Hundreds more marches like this were organized across the country and the Pacific Northwest, including in Eugene, Vancouver and Olympia.
McLean said she attended the march in Portland because she feels empowered by the activism of the survivors in the Marjory Stoneman Douglas High School shooting in Florida.
On top of that, she wants to be a teacher.
"I want to spend my entire life in schools," she said. "I don't want to have to spend my life scared ... I want to be teaching and I want to be taught. I don't want to be scared that that's the last place that I'm ever going to be."
Related: Medford's Student-Led March Demands Action On Guns
About 12,000 people attended the march in Portland, according to a rough estimate from the Portland Police Bureau's Traffic Division. The bureau says proper permits were obtained for the march, which brought out people of all ages chanting "vote them out" and "protect kids not guns."

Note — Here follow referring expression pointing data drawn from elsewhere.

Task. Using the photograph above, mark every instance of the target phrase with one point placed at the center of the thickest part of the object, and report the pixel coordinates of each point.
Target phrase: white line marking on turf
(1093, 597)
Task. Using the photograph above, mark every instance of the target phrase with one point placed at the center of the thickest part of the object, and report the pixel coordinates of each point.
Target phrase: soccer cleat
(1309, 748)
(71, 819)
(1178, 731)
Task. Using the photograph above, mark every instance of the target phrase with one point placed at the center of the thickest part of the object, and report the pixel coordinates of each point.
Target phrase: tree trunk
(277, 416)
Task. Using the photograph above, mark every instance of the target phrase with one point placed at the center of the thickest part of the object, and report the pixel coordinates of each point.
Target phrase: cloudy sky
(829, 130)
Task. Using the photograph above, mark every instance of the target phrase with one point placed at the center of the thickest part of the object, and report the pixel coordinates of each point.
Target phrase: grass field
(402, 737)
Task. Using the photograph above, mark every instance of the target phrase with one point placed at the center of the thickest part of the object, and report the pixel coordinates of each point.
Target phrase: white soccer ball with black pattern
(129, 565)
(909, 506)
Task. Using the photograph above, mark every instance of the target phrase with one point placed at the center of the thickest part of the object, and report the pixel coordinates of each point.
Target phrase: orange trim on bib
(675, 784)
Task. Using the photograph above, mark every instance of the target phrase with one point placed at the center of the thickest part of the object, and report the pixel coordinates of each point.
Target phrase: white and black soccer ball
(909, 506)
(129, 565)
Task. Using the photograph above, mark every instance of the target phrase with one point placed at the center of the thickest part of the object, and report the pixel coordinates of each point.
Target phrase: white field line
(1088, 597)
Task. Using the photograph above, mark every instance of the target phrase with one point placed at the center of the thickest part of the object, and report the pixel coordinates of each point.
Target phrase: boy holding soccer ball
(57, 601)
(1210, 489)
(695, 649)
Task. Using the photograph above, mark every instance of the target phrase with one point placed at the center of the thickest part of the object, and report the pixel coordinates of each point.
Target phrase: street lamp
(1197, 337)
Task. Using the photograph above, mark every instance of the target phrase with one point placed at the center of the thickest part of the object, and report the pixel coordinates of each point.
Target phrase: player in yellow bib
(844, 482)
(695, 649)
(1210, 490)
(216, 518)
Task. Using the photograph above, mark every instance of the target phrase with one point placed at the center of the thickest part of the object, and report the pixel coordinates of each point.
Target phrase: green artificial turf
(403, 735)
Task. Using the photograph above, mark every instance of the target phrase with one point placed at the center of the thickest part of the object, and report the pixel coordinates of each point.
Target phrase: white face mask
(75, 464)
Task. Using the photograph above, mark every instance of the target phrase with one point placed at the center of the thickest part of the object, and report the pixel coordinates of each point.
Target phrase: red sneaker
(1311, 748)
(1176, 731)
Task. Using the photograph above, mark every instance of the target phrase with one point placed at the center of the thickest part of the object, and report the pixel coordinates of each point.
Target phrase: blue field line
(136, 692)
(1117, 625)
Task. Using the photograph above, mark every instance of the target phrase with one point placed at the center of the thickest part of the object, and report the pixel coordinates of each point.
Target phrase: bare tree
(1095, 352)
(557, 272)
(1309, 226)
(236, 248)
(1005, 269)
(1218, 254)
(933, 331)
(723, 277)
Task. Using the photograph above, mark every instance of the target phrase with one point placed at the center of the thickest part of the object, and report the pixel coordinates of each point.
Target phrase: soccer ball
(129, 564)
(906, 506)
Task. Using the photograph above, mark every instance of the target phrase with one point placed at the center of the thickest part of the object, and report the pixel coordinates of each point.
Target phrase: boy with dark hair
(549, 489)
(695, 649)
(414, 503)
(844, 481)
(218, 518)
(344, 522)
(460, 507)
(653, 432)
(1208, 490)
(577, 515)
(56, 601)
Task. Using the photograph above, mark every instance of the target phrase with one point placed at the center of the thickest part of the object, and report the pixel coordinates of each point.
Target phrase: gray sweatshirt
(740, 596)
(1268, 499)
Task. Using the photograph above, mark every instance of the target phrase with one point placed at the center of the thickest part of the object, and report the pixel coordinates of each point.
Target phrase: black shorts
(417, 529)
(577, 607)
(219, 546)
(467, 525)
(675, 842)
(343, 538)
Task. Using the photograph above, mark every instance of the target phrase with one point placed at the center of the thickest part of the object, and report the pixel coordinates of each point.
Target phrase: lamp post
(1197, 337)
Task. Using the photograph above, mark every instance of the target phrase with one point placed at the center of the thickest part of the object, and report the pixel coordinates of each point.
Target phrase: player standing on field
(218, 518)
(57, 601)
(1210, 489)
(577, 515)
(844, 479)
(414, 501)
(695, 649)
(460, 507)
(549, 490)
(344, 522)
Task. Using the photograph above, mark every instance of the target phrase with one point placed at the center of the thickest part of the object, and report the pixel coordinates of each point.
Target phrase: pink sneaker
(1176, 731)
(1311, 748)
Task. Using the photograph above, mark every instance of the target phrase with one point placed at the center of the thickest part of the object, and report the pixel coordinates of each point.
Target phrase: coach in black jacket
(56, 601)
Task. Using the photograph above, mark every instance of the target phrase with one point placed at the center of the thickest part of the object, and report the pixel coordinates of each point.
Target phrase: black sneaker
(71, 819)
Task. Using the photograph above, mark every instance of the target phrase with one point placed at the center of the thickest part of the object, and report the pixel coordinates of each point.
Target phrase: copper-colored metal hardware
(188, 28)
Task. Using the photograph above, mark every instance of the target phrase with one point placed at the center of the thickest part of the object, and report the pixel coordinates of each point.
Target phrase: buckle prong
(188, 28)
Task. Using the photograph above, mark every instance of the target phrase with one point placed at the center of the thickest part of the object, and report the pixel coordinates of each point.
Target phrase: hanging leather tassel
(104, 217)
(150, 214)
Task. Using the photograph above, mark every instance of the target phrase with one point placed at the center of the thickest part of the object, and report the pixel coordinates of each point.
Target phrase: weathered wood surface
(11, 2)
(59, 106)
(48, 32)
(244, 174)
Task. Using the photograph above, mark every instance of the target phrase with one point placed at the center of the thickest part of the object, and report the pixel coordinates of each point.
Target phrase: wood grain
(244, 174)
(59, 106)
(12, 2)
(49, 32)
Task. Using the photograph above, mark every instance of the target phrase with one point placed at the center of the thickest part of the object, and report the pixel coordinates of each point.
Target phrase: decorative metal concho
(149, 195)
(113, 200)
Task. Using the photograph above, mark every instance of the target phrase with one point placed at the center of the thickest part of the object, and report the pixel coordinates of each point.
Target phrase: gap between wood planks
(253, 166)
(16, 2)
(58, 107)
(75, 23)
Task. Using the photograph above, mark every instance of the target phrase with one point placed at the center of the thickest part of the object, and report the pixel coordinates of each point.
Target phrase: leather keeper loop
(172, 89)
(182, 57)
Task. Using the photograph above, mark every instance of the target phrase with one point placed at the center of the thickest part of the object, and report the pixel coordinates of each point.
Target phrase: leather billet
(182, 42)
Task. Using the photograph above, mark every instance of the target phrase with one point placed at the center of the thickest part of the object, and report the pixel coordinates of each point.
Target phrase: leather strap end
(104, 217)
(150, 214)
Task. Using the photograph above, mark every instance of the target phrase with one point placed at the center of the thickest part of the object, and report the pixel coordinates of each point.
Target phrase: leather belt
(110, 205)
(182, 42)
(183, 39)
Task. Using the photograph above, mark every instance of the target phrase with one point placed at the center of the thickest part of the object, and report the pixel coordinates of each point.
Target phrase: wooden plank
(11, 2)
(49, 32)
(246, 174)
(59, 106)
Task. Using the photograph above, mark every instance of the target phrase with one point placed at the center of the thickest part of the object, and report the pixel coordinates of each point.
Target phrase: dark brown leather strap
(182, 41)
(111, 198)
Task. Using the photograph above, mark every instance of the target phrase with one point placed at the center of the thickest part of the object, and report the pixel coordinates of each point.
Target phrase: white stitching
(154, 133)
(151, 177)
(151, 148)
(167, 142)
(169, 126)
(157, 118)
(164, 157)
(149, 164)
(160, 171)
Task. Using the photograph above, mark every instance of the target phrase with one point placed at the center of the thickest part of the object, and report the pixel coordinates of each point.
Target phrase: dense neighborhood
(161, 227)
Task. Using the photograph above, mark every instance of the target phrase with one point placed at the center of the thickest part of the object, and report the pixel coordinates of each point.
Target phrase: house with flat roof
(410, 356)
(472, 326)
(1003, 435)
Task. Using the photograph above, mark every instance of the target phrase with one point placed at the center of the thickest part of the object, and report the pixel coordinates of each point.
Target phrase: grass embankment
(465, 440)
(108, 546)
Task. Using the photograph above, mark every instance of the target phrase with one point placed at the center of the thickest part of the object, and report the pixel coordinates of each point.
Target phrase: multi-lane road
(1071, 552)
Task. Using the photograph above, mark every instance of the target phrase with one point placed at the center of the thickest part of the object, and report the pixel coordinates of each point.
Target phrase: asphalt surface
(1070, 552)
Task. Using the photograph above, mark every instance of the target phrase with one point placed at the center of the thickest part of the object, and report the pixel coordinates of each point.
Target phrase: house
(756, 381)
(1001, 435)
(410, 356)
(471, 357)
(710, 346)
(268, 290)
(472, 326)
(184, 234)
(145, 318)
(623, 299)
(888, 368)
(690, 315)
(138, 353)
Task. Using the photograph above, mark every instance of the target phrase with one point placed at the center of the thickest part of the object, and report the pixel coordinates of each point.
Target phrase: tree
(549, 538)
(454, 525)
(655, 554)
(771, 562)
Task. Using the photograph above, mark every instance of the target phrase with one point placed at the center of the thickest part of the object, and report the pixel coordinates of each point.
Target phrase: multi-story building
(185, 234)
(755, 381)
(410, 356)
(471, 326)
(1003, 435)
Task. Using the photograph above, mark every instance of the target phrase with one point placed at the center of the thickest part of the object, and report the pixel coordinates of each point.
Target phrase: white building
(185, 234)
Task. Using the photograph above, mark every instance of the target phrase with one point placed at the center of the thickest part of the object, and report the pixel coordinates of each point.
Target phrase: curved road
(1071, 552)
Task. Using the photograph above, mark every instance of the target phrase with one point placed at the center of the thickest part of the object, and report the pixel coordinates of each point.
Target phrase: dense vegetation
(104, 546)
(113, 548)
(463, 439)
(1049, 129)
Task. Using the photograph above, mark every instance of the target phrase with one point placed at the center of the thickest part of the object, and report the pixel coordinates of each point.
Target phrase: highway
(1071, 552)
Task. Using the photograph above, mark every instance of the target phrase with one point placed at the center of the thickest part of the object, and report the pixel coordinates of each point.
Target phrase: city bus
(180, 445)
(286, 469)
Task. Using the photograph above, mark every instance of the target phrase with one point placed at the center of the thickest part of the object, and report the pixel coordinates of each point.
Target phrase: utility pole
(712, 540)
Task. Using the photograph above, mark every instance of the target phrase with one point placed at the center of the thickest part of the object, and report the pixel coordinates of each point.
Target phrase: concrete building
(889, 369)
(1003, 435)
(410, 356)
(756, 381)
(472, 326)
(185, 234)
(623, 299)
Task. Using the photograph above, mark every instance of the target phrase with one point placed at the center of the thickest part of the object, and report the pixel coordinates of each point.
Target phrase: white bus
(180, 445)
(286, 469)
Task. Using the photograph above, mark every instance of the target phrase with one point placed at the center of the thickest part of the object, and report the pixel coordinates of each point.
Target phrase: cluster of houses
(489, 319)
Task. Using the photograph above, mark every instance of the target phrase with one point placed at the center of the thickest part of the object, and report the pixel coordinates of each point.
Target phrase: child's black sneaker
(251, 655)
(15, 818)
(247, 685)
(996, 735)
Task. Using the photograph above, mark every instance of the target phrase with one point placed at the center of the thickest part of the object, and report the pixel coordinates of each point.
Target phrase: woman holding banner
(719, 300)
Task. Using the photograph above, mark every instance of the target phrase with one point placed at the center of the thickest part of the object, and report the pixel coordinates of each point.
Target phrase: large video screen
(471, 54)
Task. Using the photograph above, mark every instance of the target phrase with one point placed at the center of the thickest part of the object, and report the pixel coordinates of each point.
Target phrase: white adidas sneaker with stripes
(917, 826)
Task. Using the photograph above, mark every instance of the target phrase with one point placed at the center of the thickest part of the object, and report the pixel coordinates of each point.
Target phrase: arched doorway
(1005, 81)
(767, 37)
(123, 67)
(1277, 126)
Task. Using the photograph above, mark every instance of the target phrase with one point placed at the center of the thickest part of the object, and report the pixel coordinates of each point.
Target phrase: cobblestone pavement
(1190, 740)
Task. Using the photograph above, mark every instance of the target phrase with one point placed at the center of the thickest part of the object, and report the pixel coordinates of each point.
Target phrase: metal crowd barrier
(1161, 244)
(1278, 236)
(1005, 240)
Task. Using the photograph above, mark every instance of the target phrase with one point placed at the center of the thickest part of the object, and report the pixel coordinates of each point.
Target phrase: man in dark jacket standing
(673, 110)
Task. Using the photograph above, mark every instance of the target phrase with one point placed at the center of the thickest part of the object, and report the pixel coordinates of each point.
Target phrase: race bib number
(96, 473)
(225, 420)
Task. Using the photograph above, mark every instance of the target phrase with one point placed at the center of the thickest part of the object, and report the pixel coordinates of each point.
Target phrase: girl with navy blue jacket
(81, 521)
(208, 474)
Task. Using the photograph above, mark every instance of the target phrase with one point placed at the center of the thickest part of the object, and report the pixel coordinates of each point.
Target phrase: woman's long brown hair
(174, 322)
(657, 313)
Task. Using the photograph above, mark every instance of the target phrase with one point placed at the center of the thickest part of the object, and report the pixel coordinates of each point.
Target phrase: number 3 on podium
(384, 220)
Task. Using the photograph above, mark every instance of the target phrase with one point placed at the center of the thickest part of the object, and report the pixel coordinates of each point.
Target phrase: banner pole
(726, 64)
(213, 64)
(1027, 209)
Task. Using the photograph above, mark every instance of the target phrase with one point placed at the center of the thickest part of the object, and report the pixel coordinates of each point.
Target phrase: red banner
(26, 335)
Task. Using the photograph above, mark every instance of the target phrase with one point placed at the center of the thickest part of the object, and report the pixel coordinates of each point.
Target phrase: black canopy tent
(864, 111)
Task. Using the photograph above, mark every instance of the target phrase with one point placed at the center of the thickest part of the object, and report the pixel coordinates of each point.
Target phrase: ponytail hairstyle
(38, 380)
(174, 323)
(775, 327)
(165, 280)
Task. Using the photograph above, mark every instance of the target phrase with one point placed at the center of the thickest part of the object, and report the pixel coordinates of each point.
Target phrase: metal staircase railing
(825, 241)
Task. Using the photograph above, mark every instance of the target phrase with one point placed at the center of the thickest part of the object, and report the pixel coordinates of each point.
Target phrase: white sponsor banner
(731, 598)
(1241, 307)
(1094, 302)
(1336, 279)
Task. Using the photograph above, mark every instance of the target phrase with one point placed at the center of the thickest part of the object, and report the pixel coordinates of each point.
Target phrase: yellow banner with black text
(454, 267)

Laura Ross, a Spanish teacher at Alliance High School at Meek in the Portland Public Schools district, held a sign reading "Teacher not target." She's been an educator for 27 years.
"On a daily basis when I go to school I should not worry about giving my life instead of my knowledge," she said.
But Ross worries about it, and she's thought about it enough to know that she wouldn't run away if an active shooter were to enter her school.
"I would put myself between that assailant and my students, which would leave my own children without a mom," she said. "That shouldn't be a choice that I have to make."
The March For Our Lives was Megan Reid's first rally. Reid, who is 14 and attends Springville K-8 in Bethany, said fear drove her to the protest.
"I was just really scared to go to school for the longest time because there were threats at local high schools," she said. "I was like, I don't want to go to school because I don't want this to happen to my classmates or me."
She said every time there was news of another mass shooting in America, the fear would resurface. At the march, she carried a presentation poster board, the kind you see at school science fairs. It was about the effectiveness of gun bans following the 1996 Port Arthur Massacre in Australia.
For marchers like Phia Halleen, an 18-year-old senior at Roosevelt High School, the march was about demanding changes in gun policy in the United States.
"This [protest] is saying that too many people have died at the hands of people who should not have access to guns, and with that, students are saying enough and that we need to take control of our guns," Halleen said. "Enough is enough."